ノビチョクとは、ソ連が開発した化学兵器で軍事用神経剤だ。2018年、ロシアの元二重スパイ・スクリパリと娘のユリヤ殺人未遂事件の際にも使用され全世界に衝撃を与えた。

ナワリヌイが
「毒殺未遂実行犯」を暴露

 ナワリヌイは2020年12月14日、「Дело раскрыто. Я знаю всех, кто пытался меня убить」(事件は解決された。私は、私を殺そうとしたすべての人を知っている)という動画を公開した。

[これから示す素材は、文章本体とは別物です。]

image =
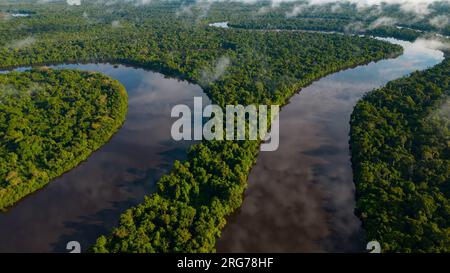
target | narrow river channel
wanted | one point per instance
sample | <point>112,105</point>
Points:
<point>88,200</point>
<point>301,197</point>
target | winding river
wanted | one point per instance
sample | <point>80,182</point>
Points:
<point>300,198</point>
<point>88,200</point>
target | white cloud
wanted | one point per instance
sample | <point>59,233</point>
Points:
<point>382,21</point>
<point>74,2</point>
<point>440,21</point>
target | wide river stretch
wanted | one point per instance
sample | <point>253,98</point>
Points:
<point>88,200</point>
<point>300,198</point>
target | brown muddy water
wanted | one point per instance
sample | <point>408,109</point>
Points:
<point>88,200</point>
<point>300,198</point>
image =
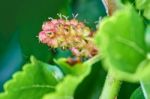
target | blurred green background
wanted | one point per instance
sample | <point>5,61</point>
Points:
<point>20,23</point>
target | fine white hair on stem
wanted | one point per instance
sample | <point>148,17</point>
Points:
<point>75,15</point>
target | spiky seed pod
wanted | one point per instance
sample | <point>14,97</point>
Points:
<point>68,34</point>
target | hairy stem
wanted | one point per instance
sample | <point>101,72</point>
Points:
<point>111,6</point>
<point>111,87</point>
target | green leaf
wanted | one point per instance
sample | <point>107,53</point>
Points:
<point>36,79</point>
<point>137,94</point>
<point>66,88</point>
<point>144,5</point>
<point>120,39</point>
<point>94,81</point>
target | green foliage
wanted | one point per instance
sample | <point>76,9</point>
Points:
<point>74,75</point>
<point>36,79</point>
<point>137,94</point>
<point>121,40</point>
<point>145,6</point>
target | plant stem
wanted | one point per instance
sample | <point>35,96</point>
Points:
<point>111,6</point>
<point>111,87</point>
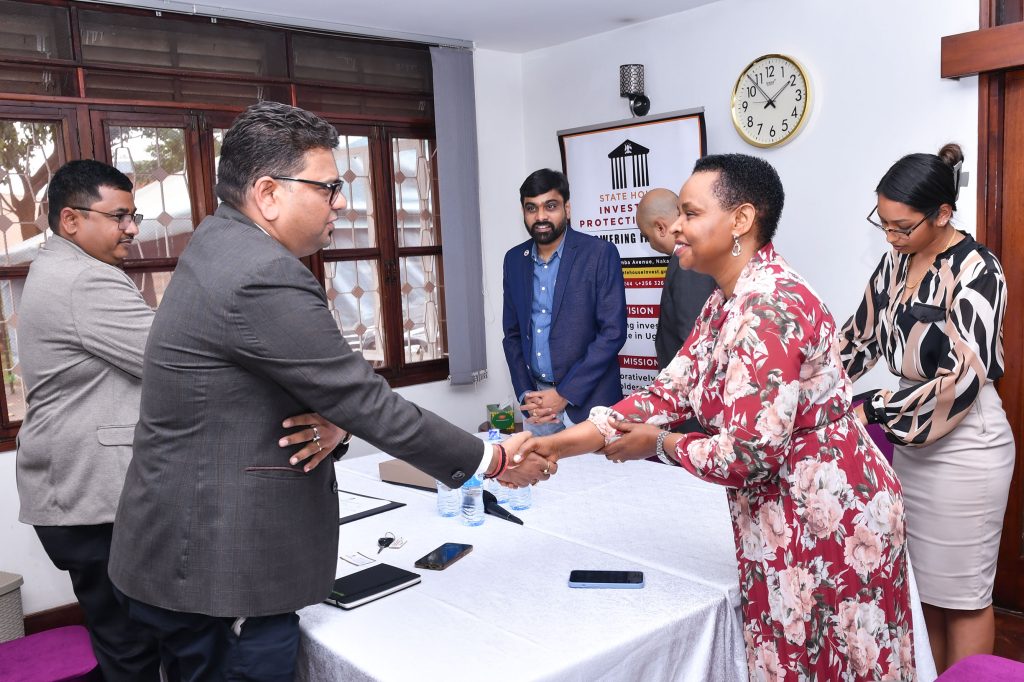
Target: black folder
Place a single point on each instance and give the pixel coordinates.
(373, 583)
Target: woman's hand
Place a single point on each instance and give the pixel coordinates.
(321, 438)
(638, 441)
(532, 461)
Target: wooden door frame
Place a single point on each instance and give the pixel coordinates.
(992, 52)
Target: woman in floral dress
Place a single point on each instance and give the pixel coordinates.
(817, 512)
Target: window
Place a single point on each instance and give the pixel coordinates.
(154, 95)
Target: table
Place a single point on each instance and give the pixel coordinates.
(505, 612)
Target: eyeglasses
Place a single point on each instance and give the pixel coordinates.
(333, 187)
(124, 219)
(902, 231)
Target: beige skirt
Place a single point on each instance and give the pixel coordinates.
(955, 492)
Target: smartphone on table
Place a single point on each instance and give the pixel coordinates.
(443, 556)
(607, 579)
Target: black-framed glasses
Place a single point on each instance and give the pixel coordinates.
(902, 231)
(333, 187)
(124, 219)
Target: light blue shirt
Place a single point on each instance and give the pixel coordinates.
(545, 275)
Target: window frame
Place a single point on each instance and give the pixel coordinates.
(84, 121)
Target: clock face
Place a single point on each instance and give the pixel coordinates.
(770, 100)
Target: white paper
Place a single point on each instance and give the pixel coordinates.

 現在までに約2400万人(ロシア人の約6人に1人)が見ている。この動画の中で、ナワリヌイは、実行犯8人の名前と写真を公開した。そして、「このグループに殺人の命令を出しているのは、プーチン大統領だ」と断言している。

 動画の中で明らかにされているが、犯人捜しをしたのは、ナワリヌイ自身ではない。Bellingcat(ベリングキャット)という団体だ。

 ベリングキャットは2014年、イギリスで設立された。ファクトチェックとオープンソースインテリジェンスを専門にしている。最近では、スクリパリ事件(2018年3月)の実行犯を特定したことで知名度をあげた。

 そのベリングキャットがナワリヌイに連絡をとり、「君を殺そうとした人たちを見つけた」と話したという。この調査結果は、ドイツの週刊誌「デア・シュピーゲル」、スペインの日刊紙「エル・パイス」、アメリカ「CNN」でも検証され、公開された。

 調査の結果、何がわかったのか?

◎8人のFSB諜報員が、3年間ナワリヌイの尾行をつづけていた(動画内で、8人の実名と顔写真が公開されている)。
◎8人の人物は皆、「化学」あるいは「医学」の教育をうけており、「ただの尾行」ではない。
◎彼らは、「シグナル科学センター」から、化学兵器を受け取り、ナワリヌイ暗殺を試みた。
◎8人のグループが、3年間ナワリヌイを追い続けた。これが、ボルトニコフFSB局長の許可なしで行われることはない。
◎そして、ボルトニコフFSB局長が、プーチンの許可なしで、この作戦を指示することはありえない。
◎よって、毒殺指令を出したのは、「プーチン自身」である。

 以上のような論理構成になっている。